Rohr spoke of what he calls a bright sadness — it’s how he refers to holding two things at once: deep contentment and deep sadness.   Sometimes the most wonderful times in our lives are also, at the very same time, the saddest.   They do not, as convention would have it, contradict one another, but rather complement and deepen one another.

A good portion of Rohr’s work over the years has centered on male spirituality.  Cultures around the world have initiations and rituals surrounding male-ness that we do not have in the United States.  Our men are taught, explicitly or implicitly, to strive for sex, prestige, power and titles even though we know those things to be straight jackets.  Rohr holds that men must be taken on a journey of powerlessness or they are bound to abuse power.   Rohr also shared about the 14 years he spent as a chaplain at the Albuquerque jail.  He saw very few, if any, men in jail who had a good relationship with their father and noticed that the rage that exists in a man who did not have a father, or had an alcoholic or abusive or absent father, is bottomless.  This is where we camped most of the night, discussing our various experiences around these topics.
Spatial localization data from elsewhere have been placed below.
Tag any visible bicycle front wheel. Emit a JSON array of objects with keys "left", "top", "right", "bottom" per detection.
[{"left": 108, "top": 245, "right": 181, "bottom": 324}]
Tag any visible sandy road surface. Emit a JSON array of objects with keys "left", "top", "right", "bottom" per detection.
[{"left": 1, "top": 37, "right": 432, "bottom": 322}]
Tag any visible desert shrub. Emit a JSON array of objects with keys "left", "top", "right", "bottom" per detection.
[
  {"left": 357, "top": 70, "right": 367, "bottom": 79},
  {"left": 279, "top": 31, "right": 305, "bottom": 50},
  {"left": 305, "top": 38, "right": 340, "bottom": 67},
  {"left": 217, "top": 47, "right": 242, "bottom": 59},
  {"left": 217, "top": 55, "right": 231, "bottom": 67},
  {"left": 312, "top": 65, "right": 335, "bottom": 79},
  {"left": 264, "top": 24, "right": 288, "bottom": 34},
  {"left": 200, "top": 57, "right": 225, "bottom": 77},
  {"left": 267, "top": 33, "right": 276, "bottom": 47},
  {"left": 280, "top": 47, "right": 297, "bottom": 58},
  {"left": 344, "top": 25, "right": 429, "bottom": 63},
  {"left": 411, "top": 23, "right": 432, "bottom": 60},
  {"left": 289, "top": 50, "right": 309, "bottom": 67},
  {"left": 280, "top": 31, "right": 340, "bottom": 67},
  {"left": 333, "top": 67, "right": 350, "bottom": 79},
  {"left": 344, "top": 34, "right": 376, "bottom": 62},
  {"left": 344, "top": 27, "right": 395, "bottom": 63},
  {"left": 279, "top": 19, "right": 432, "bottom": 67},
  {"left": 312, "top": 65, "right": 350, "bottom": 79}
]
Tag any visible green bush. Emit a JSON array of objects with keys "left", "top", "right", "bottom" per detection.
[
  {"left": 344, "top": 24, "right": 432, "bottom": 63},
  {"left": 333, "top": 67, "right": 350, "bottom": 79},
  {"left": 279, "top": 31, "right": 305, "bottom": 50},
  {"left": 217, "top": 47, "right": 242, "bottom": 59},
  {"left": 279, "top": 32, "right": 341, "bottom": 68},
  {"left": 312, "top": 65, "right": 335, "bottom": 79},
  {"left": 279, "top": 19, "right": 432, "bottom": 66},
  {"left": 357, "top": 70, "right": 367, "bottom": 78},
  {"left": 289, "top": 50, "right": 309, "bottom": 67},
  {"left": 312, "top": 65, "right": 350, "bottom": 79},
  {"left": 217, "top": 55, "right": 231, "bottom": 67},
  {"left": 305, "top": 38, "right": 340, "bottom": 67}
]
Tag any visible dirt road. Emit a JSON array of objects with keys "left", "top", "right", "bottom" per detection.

Rohr also spoke on non-dualistic thinking.  The world, and the people in it, are not either/or, but rather both/and.  To live a life of contemplation is to stop the all or nothing thinking and allow each moment, event, person, idea to come toward you without labeling it.  Few of us are taught how to do this and, Rohr believes, this is a great failing of the Church.  Jesus was the first non-dualistic religious thinker in the West and it is only in non-dualistic thinking that one is able to actually love their enemy.  (the Sermon on the Mount is a great example of non-dualistic thinking if you’re looking for an example).

Centering Prayer

To close the evening, we ended with a centering prayer on love, put on by the Liturgists.  I’m, unfortunately, unable to share it here because it’s part of their Patreon page, which you have to pay for.  If you are here on this blog today because you resonate with these conversations (you know who you are :), being a “patron” of the Liturgists is probably the best $5 / month I’ve spent in a long while.  We’ve used their meditations / prayers / liturgies countless times in Cgroup this year and both Jason and I personally use them on a regular basis.